King of Kashmir
- Reign: 1101 – 8 December 1111
- Predecessor: Harsha
- Successor: Radda
- Born: 1070
- Died: 8 December 1111 (aged 40–41) Banihal, Kashmir
- Spouse: Jayamati
- House: Utpala Lohara
- Father: Malla
- Religion: Hinduism

= Uchchala =

King of Kashmir from 1101 to 1111

Uchchala (Note: Also spelt as Uccala) (1070 – 8 December 1111), also known as Uchchala Deva, was the King of Kashmir from 1101 to 1111. He belonged to the Utpala dynasty, a Hindu Kingdom of Kashmiri rulers and was the founder of the Second Lohara dynasty. He was the close relative of Harsha and the brother of Sussala.

== Conquests ==
Uchchala, accompanied with his brother Sussala, entered in they valley through Lahore and they joined the army of reigning royal family at low-ranking commanding positions granted to them. The army was under the control of Harsha. Uchchala pretended to be the brave and loyal towards the king and as a result, He was appointed as the privileged member of the royal court. In 1099 when the kingdom was under draught-crises, the king imposed heavy taxes on people. Uchchala was disappointed by the taxes which were imposed by the king. He, along with his brother left the capital city Srinagar with the fear that they would be treated same. Despite showing the bravery and loyalty, the king had already started to suspect the two of harbouring the high ambitions to gain the throne and regarded them as a direct threat to the kingdom and rivals to his son Bhoja. After an interval of remaining away from Srinagar, the two brothers then returned with army via Lahore. It was Darmas who supported the two. They attacked the king and burnt the capital city. During this battle, the king's son Bhoja was killed. Uchchala then ascended the throne and was also regarded as the founder of the Second Lohara dynasty. He restored religious building and constructed new temples.

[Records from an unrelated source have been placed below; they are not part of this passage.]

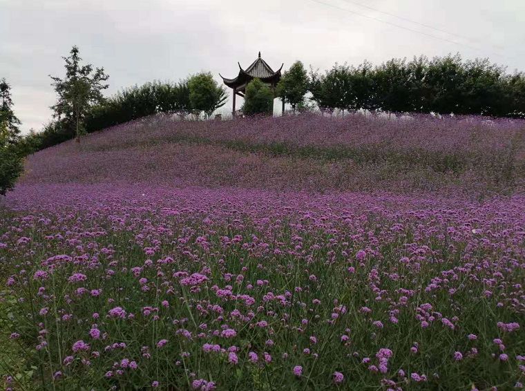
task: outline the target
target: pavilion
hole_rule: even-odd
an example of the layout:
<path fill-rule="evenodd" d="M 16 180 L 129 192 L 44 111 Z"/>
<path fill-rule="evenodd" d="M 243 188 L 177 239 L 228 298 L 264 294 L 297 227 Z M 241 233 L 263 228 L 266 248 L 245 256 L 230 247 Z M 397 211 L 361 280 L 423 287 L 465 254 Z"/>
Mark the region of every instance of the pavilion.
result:
<path fill-rule="evenodd" d="M 240 97 L 245 97 L 245 91 L 246 90 L 246 86 L 251 82 L 256 77 L 260 79 L 260 81 L 267 84 L 271 90 L 275 92 L 275 88 L 277 86 L 277 83 L 280 79 L 280 70 L 283 69 L 283 65 L 280 68 L 274 72 L 270 66 L 260 58 L 260 52 L 259 52 L 259 57 L 254 62 L 251 63 L 248 68 L 242 69 L 240 63 L 237 63 L 239 66 L 239 74 L 237 77 L 233 79 L 227 79 L 224 77 L 220 73 L 219 76 L 222 78 L 222 81 L 225 84 L 228 86 L 230 88 L 233 90 L 233 108 L 232 113 L 235 117 L 235 100 L 236 95 Z M 283 113 L 285 112 L 285 102 L 283 101 Z"/>

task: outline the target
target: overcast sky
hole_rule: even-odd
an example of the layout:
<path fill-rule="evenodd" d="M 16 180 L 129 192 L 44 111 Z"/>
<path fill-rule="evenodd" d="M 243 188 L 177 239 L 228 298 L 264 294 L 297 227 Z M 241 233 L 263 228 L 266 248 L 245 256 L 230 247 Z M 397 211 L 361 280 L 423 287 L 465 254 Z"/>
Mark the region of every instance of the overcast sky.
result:
<path fill-rule="evenodd" d="M 525 70 L 524 26 L 524 0 L 0 0 L 0 77 L 26 132 L 50 119 L 48 75 L 64 75 L 73 45 L 104 66 L 111 95 L 200 70 L 233 77 L 259 50 L 274 70 L 459 52 Z"/>

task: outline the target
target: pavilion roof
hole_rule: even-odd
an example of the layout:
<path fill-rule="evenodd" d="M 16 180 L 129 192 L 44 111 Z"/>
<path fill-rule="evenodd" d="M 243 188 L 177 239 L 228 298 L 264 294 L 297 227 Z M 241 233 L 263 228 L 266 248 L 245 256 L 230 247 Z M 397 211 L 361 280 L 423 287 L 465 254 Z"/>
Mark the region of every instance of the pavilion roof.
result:
<path fill-rule="evenodd" d="M 276 83 L 280 79 L 280 70 L 283 69 L 283 65 L 281 65 L 277 71 L 274 71 L 270 66 L 260 57 L 260 52 L 259 52 L 258 57 L 246 69 L 242 69 L 240 64 L 237 64 L 239 65 L 239 74 L 237 77 L 227 79 L 219 74 L 225 84 L 231 88 L 249 82 L 255 77 L 260 79 L 262 82 Z"/>

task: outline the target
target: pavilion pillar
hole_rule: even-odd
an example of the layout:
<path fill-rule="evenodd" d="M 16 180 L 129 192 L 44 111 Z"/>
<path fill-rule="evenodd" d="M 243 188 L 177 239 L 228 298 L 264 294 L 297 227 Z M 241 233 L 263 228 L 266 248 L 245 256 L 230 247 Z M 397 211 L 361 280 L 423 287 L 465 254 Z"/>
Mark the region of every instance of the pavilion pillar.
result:
<path fill-rule="evenodd" d="M 231 115 L 233 117 L 235 117 L 235 98 L 237 95 L 237 90 L 236 88 L 233 88 L 233 110 L 231 112 Z"/>

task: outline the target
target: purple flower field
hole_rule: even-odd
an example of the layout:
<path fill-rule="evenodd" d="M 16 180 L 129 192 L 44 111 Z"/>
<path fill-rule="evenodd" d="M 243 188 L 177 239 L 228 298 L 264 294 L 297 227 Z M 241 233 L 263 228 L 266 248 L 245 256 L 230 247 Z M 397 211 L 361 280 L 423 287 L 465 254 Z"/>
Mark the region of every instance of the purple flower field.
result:
<path fill-rule="evenodd" d="M 525 383 L 525 126 L 150 119 L 0 200 L 12 390 Z"/>

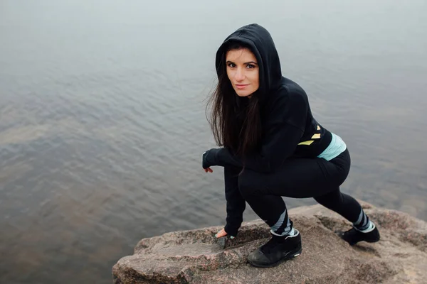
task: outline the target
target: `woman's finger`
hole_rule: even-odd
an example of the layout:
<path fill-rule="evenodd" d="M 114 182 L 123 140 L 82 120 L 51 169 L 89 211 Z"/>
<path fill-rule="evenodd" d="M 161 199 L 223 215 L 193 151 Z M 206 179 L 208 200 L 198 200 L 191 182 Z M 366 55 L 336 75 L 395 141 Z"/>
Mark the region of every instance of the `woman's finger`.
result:
<path fill-rule="evenodd" d="M 227 235 L 227 232 L 226 231 L 226 230 L 223 228 L 221 229 L 221 231 L 219 231 L 218 233 L 216 233 L 216 234 L 215 235 L 216 237 L 217 238 L 221 238 L 221 236 L 224 236 Z"/>

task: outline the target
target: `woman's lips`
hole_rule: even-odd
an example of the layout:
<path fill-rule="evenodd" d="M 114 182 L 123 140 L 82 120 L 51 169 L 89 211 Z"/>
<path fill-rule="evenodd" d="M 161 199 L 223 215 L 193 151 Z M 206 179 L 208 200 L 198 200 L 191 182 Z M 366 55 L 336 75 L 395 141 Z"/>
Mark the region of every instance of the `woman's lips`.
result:
<path fill-rule="evenodd" d="M 247 86 L 249 86 L 249 84 L 236 84 L 236 87 L 238 89 L 245 89 Z"/>

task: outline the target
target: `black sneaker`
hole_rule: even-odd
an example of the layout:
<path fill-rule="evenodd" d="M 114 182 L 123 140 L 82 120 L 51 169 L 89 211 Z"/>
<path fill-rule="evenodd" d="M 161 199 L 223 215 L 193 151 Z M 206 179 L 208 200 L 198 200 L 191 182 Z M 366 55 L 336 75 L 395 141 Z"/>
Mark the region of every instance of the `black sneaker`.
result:
<path fill-rule="evenodd" d="M 293 236 L 275 236 L 248 256 L 249 263 L 256 267 L 273 267 L 301 253 L 301 235 L 294 229 Z"/>
<path fill-rule="evenodd" d="M 375 226 L 375 225 L 374 225 Z M 350 244 L 354 246 L 359 241 L 367 241 L 368 243 L 375 243 L 379 241 L 379 231 L 376 226 L 374 226 L 374 229 L 368 233 L 363 233 L 361 231 L 357 230 L 354 228 L 347 231 L 339 231 L 338 235 Z"/>

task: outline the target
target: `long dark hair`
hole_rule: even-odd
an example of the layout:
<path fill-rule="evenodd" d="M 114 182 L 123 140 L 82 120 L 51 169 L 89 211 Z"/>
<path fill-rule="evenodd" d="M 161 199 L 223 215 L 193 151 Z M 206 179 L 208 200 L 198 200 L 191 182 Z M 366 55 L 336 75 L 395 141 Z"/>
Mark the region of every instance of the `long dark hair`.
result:
<path fill-rule="evenodd" d="M 227 52 L 241 48 L 249 49 L 240 43 L 232 43 L 224 49 L 217 70 L 218 84 L 209 99 L 206 112 L 211 106 L 208 121 L 218 146 L 225 146 L 244 157 L 259 146 L 262 130 L 258 91 L 252 94 L 251 99 L 240 97 L 227 76 L 225 62 Z"/>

Kalhana, a 12th-century historian who covered the history of Kashmir, writes in his book Rajatarangini that Sussala ruled Lahore with the support of his brother Uchchala. Despite the fact of extended his support, Sussala was among the other rulers who were ambitious of throne. In order to avoid any untoward action identified to be taken by his brother, Uchchala divided the kingdom into two parts which placed Sussala on the throne in Lahore.

== Personal life ==
Uchchala, the eldest son of his parents was married to Jayamati, described as a beautiful queen and fond of singing.

== Assassination ==
Uchchala was assassinated by his enemy Radda at Banihâl (now Banihal) on 8 December 1111, and Radda ruled the region for one night only.